Unclear or unenforced property rights create risks and challenges for investing or conducting business in the agricultural sector in developing countries, particularly in Africa and some parts of Asia. A number of businesses with global investments have become convinced that they may not always have the proper metrics or tools for analyzing property rights conditions as part of their risk analysis before making investments. This is particularly worrisome – for both the investors and the local communities – when the companies in question require a large footprint for commercial agriculture.
Some observers may assume that these investors understand the conditions on the ground—who ‘owns’ the land, who uses the land, who has rights to access the land—before they invest. I am convinced that despite their best efforts to conduct due diligence, many investors may not know what to look for. Many companies have limited understanding of the often overlapping customary or common-law property rights systems that prevail in numerous emerging economies, which may or may not be formally recognized by the law, and, consequently, misjudge their investment risk. These risks can be compounded by host governments that are either corrupt or lack the knowledge and institutional capacity to enforce their own property laws and systems. The end result can be disastrous for both the investor and the local communities. The bottom line is that we must avoid doing harm, causing displacement and violent conflicts over land, undermining food security, and driving away needed private sector investment.
One model that USAID has proposed focuses on creating local-level corporate structures, where the people and communities who have legitimate rights to occupy the land become shareholders in a joint commercial enterprise with the investor. The companies bring capital and technology, and the local landholders lease the land and, if they choose, contribute labor and local knowledge.
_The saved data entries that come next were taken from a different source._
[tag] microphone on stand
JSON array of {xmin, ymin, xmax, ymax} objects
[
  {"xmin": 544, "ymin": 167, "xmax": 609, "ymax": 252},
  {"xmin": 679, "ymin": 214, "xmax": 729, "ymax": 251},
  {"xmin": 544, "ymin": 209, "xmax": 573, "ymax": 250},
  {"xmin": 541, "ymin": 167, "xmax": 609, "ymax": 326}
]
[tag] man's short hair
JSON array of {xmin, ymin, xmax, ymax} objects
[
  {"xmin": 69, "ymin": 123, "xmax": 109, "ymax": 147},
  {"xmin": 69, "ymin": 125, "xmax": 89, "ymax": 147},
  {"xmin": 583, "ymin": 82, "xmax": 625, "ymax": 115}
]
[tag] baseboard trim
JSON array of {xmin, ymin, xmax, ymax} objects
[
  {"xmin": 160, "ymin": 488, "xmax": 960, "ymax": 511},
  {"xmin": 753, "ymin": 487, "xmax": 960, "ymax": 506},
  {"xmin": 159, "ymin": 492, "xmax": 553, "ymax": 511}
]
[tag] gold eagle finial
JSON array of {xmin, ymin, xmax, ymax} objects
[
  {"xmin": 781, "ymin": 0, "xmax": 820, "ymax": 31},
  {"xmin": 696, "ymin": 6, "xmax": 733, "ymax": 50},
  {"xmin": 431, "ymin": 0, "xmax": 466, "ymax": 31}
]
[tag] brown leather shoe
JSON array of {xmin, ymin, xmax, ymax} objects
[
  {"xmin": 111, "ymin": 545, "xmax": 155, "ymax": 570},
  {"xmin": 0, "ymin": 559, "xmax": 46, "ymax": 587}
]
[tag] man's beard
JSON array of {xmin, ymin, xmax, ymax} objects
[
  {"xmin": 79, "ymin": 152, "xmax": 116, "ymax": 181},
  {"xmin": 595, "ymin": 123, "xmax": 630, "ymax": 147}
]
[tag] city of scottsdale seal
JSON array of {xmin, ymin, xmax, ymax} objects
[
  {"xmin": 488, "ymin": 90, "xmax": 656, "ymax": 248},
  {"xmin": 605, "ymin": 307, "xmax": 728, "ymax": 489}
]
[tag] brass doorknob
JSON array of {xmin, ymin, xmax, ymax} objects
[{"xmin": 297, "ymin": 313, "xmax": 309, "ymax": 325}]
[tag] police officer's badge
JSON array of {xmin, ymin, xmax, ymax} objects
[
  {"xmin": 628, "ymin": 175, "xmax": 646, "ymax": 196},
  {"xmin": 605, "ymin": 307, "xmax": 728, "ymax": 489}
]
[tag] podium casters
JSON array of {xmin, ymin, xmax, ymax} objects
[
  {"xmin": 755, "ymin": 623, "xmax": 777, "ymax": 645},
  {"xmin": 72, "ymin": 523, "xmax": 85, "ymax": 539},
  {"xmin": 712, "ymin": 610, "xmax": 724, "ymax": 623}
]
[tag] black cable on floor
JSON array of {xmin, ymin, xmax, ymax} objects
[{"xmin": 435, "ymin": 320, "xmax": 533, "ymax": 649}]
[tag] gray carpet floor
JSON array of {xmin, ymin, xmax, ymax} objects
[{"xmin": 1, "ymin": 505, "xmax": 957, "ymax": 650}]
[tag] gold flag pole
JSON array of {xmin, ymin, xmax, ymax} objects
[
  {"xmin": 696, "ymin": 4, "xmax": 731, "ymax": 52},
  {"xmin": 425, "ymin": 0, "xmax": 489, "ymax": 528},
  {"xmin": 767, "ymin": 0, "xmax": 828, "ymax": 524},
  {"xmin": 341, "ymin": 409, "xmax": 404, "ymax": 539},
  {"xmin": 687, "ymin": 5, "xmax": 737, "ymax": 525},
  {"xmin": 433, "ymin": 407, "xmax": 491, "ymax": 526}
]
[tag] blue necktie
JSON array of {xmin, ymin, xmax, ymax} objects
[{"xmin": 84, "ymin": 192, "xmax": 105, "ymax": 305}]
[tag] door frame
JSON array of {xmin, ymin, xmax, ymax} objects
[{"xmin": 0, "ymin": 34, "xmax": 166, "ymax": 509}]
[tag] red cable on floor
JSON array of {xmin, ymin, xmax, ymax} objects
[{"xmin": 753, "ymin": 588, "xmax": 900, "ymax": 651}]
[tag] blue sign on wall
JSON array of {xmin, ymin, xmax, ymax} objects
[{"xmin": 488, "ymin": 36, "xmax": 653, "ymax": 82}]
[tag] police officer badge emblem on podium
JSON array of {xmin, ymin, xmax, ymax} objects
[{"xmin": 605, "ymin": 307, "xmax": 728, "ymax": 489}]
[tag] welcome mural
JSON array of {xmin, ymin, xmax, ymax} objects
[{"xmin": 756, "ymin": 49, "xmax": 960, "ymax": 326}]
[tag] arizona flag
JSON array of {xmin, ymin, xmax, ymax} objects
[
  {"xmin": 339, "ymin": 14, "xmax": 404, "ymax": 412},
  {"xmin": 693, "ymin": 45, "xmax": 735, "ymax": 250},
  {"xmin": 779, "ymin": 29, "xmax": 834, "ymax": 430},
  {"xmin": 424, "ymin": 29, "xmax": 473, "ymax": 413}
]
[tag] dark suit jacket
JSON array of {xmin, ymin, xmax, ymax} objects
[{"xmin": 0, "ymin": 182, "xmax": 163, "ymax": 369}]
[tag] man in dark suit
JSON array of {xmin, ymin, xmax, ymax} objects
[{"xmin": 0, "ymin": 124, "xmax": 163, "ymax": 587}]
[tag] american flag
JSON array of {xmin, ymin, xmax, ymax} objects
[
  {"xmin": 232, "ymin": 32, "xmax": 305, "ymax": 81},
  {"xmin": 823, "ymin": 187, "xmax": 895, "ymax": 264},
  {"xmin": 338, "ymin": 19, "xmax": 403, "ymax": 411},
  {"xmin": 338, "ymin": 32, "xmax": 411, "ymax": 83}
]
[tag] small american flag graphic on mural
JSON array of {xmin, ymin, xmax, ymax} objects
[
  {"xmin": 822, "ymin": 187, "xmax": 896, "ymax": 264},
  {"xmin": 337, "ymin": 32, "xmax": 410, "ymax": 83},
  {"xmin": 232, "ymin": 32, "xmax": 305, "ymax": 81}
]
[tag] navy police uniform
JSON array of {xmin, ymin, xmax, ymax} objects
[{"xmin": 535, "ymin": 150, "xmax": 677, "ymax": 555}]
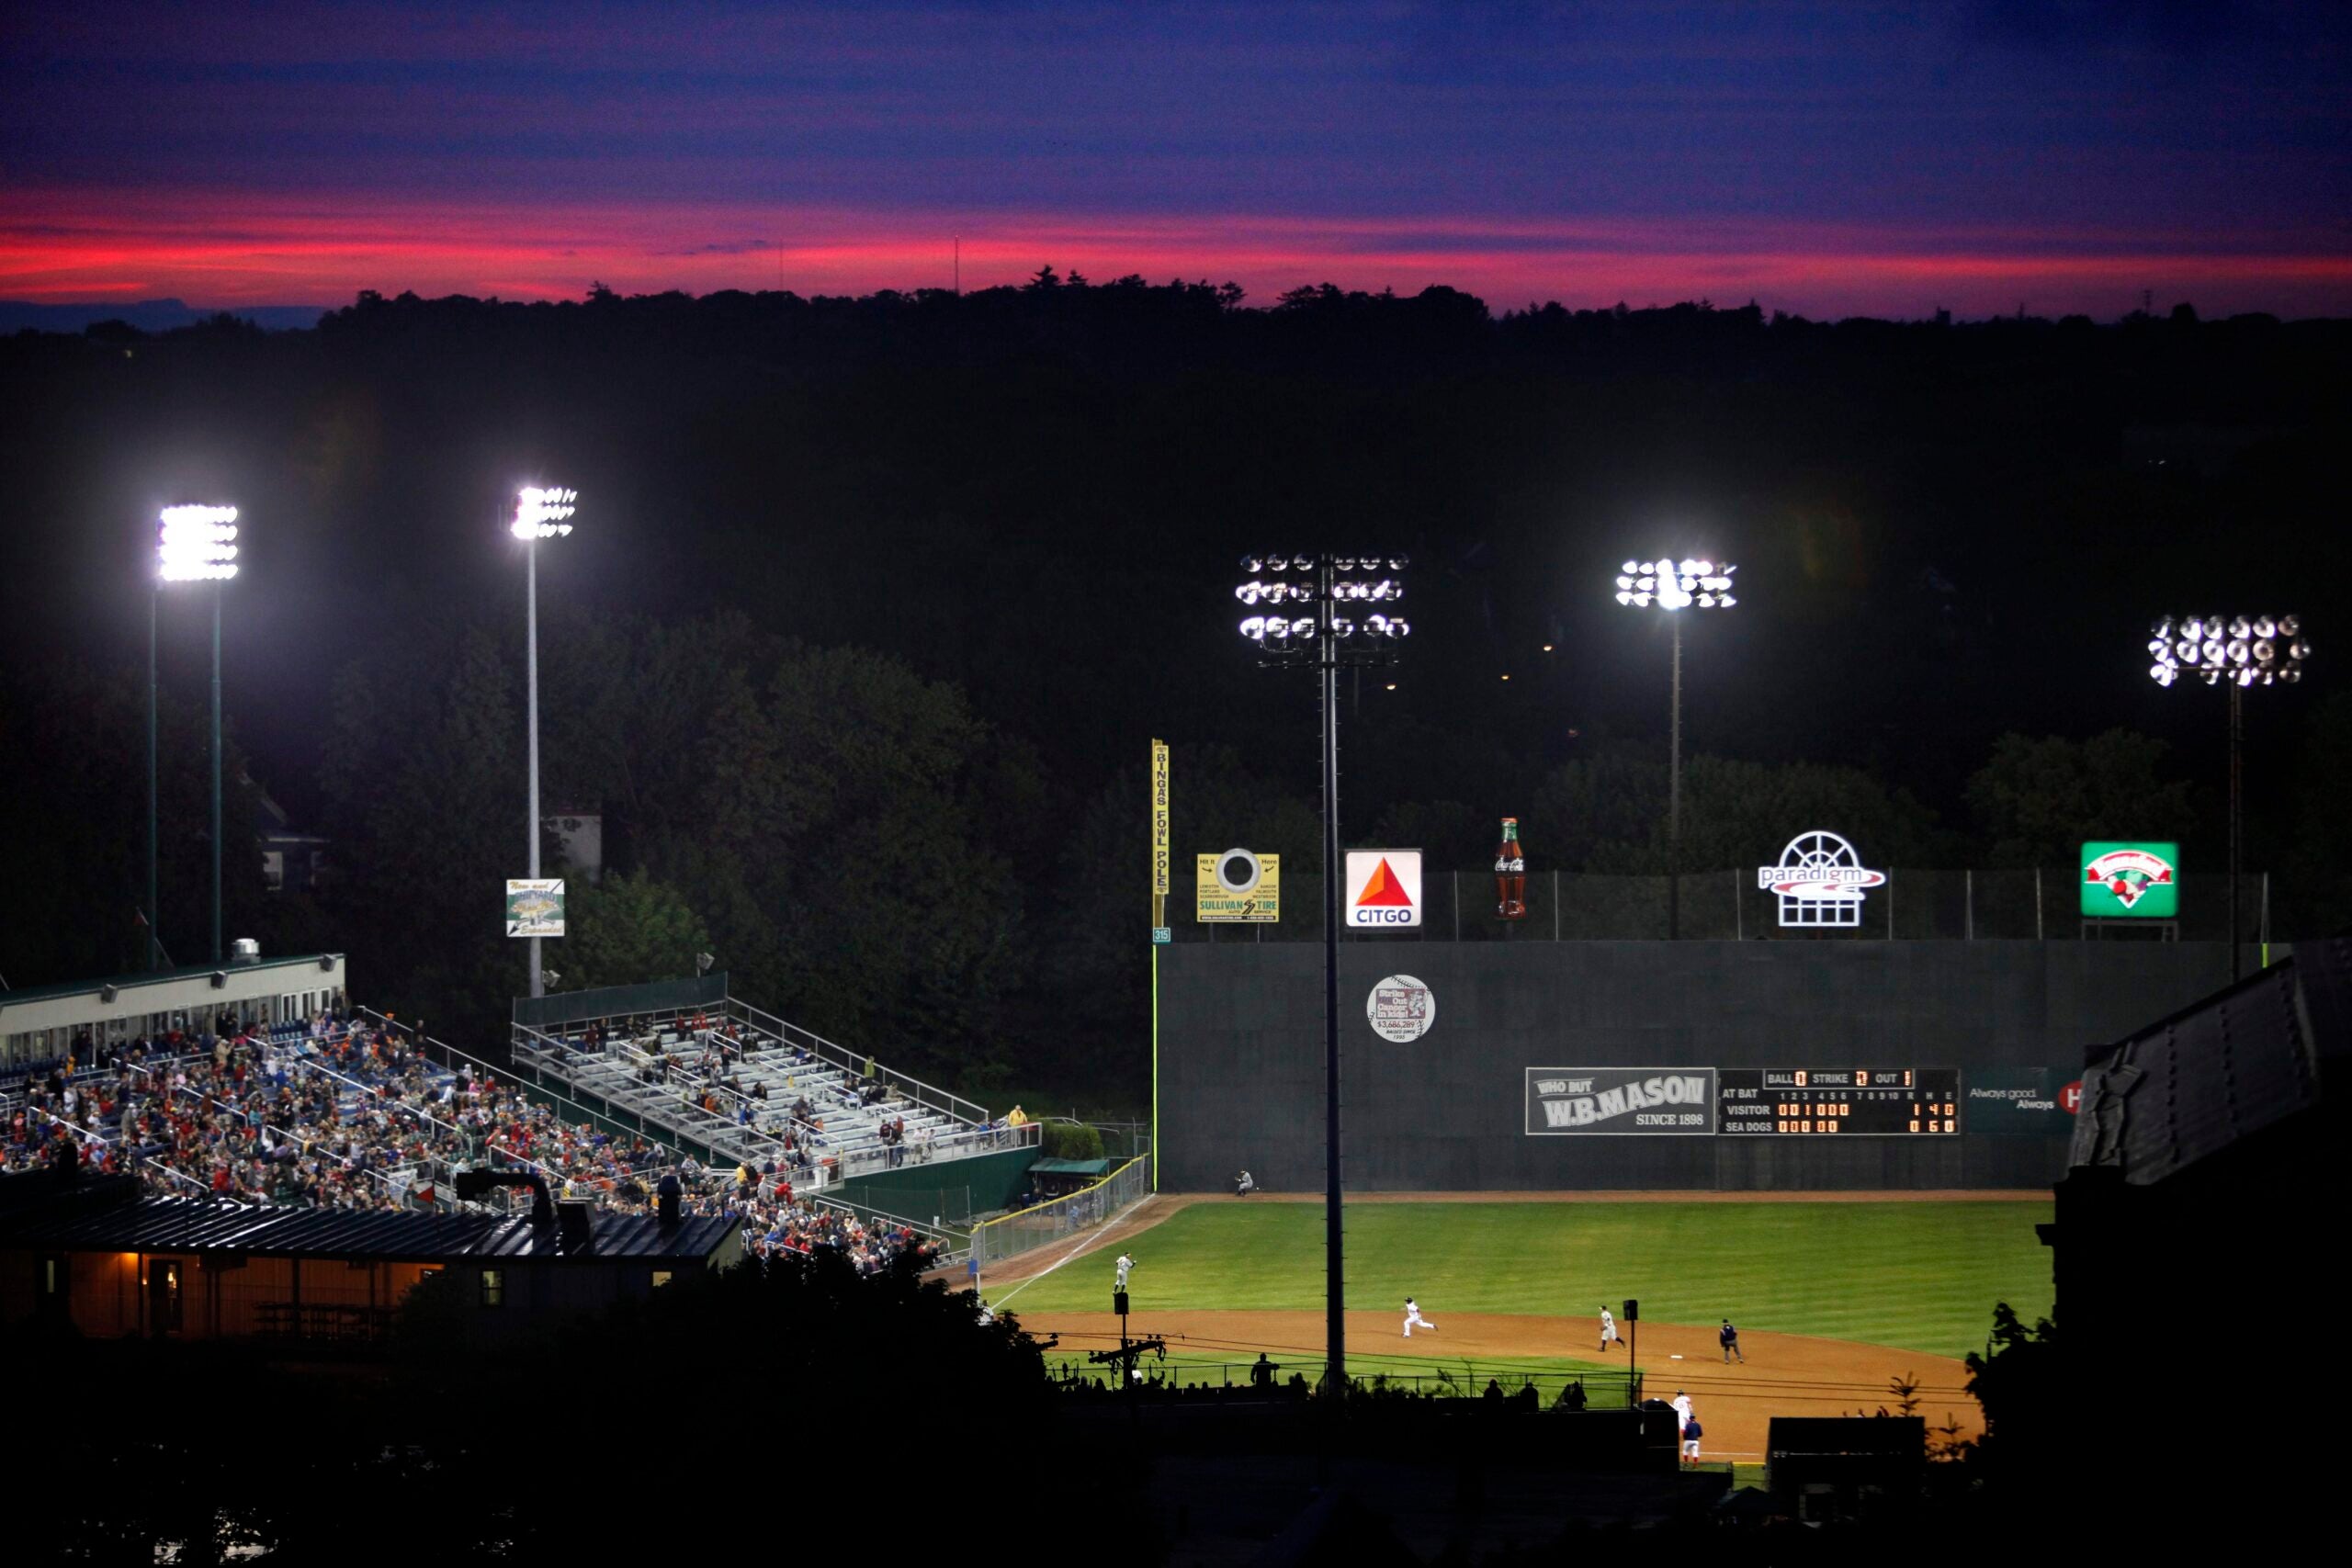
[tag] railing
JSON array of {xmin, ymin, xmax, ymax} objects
[
  {"xmin": 970, "ymin": 1154, "xmax": 1149, "ymax": 1270},
  {"xmin": 21, "ymin": 1100, "xmax": 244, "ymax": 1204},
  {"xmin": 364, "ymin": 1009, "xmax": 956, "ymax": 1250},
  {"xmin": 725, "ymin": 997, "xmax": 989, "ymax": 1127},
  {"xmin": 507, "ymin": 1016, "xmax": 1020, "ymax": 1188}
]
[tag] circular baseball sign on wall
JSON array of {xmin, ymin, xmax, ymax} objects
[{"xmin": 1367, "ymin": 974, "xmax": 1436, "ymax": 1043}]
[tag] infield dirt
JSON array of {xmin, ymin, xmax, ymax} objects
[
  {"xmin": 967, "ymin": 1190, "xmax": 1998, "ymax": 1456},
  {"xmin": 1016, "ymin": 1308, "xmax": 1978, "ymax": 1461}
]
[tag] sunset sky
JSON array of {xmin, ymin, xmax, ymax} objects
[{"xmin": 5, "ymin": 1, "xmax": 2348, "ymax": 318}]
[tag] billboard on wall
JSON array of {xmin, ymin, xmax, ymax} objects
[
  {"xmin": 1196, "ymin": 849, "xmax": 1281, "ymax": 922},
  {"xmin": 1345, "ymin": 850, "xmax": 1423, "ymax": 929},
  {"xmin": 1525, "ymin": 1067, "xmax": 1718, "ymax": 1135},
  {"xmin": 1964, "ymin": 1067, "xmax": 2085, "ymax": 1134},
  {"xmin": 2081, "ymin": 841, "xmax": 2179, "ymax": 919}
]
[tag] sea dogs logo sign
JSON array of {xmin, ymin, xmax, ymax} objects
[
  {"xmin": 504, "ymin": 878, "xmax": 565, "ymax": 938},
  {"xmin": 1526, "ymin": 1067, "xmax": 1718, "ymax": 1136},
  {"xmin": 1367, "ymin": 975, "xmax": 1435, "ymax": 1043},
  {"xmin": 2081, "ymin": 841, "xmax": 2179, "ymax": 919},
  {"xmin": 1758, "ymin": 830, "xmax": 1887, "ymax": 928},
  {"xmin": 1345, "ymin": 850, "xmax": 1423, "ymax": 928}
]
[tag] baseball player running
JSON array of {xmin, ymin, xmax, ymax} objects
[
  {"xmin": 1403, "ymin": 1297, "xmax": 1438, "ymax": 1337},
  {"xmin": 1599, "ymin": 1305, "xmax": 1623, "ymax": 1352}
]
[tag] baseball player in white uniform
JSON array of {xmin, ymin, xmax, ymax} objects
[
  {"xmin": 1599, "ymin": 1306, "xmax": 1623, "ymax": 1351},
  {"xmin": 1671, "ymin": 1389, "xmax": 1693, "ymax": 1435},
  {"xmin": 1114, "ymin": 1252, "xmax": 1136, "ymax": 1292},
  {"xmin": 1403, "ymin": 1297, "xmax": 1438, "ymax": 1337}
]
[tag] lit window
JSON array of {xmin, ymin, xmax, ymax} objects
[
  {"xmin": 650, "ymin": 1269, "xmax": 673, "ymax": 1289},
  {"xmin": 480, "ymin": 1269, "xmax": 504, "ymax": 1308}
]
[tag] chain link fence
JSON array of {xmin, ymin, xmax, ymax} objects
[
  {"xmin": 969, "ymin": 1155, "xmax": 1150, "ymax": 1271},
  {"xmin": 1173, "ymin": 868, "xmax": 2274, "ymax": 943}
]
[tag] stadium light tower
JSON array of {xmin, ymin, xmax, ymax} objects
[
  {"xmin": 156, "ymin": 504, "xmax": 241, "ymax": 966},
  {"xmin": 513, "ymin": 486, "xmax": 576, "ymax": 1000},
  {"xmin": 1236, "ymin": 550, "xmax": 1410, "ymax": 1394},
  {"xmin": 2147, "ymin": 614, "xmax": 2311, "ymax": 980},
  {"xmin": 1613, "ymin": 556, "xmax": 1736, "ymax": 939}
]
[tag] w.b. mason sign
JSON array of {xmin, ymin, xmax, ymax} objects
[{"xmin": 1525, "ymin": 1067, "xmax": 1719, "ymax": 1135}]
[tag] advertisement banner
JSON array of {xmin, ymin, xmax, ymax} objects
[
  {"xmin": 1963, "ymin": 1067, "xmax": 2083, "ymax": 1135},
  {"xmin": 2081, "ymin": 841, "xmax": 2179, "ymax": 919},
  {"xmin": 1196, "ymin": 850, "xmax": 1280, "ymax": 922},
  {"xmin": 1149, "ymin": 740, "xmax": 1170, "ymax": 908},
  {"xmin": 504, "ymin": 878, "xmax": 565, "ymax": 938},
  {"xmin": 1525, "ymin": 1067, "xmax": 1718, "ymax": 1136},
  {"xmin": 1344, "ymin": 849, "xmax": 1423, "ymax": 929}
]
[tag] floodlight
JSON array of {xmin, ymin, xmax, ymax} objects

This model would mitigate risk, reduce transaction costs, and create huge economic opportunities for both the investor and local landholders. The keys to the success of this model hinge on the right mix of risk and benefit sharing between the partners, as well as the cooperation and willingness of the partners and the government to respect and enforce contracts underpinned by appropriate policies and law enforcement.
This model can bring important benefits to both investors and communities, but what would we need to do to make this work? What does the private sector need, and what do the host country governments need to make this experiment deliver tangible results?
On the host government side, implementation of laws and policies, and the development of institutions comporting with the objectives of the Voluntary Guidelines, would go a long way toward creating the right investment climate, including the security of rights required to attract responsible investment. On the private sector side, two important developments would help. First, private firms investing in commercial agriculture might consider aligning themselves with donors or non-profit ‘impact’ investors to help establish corporate structures, train local citizens, and verify rights and responsibilities, well before for-profit operations start. Second, investors, consumers, civil society and other stakeholders could come together to develop and implement a code of conduct for responsible investment in regards to land, such as those established for Fair Trade Coffee or Conflict-Free Diamonds. This could result in an industry-recognized international standard that establishes a “seal of approval,” creates positive incentives, measures progress and harnesses the power of consumers to drive positive change.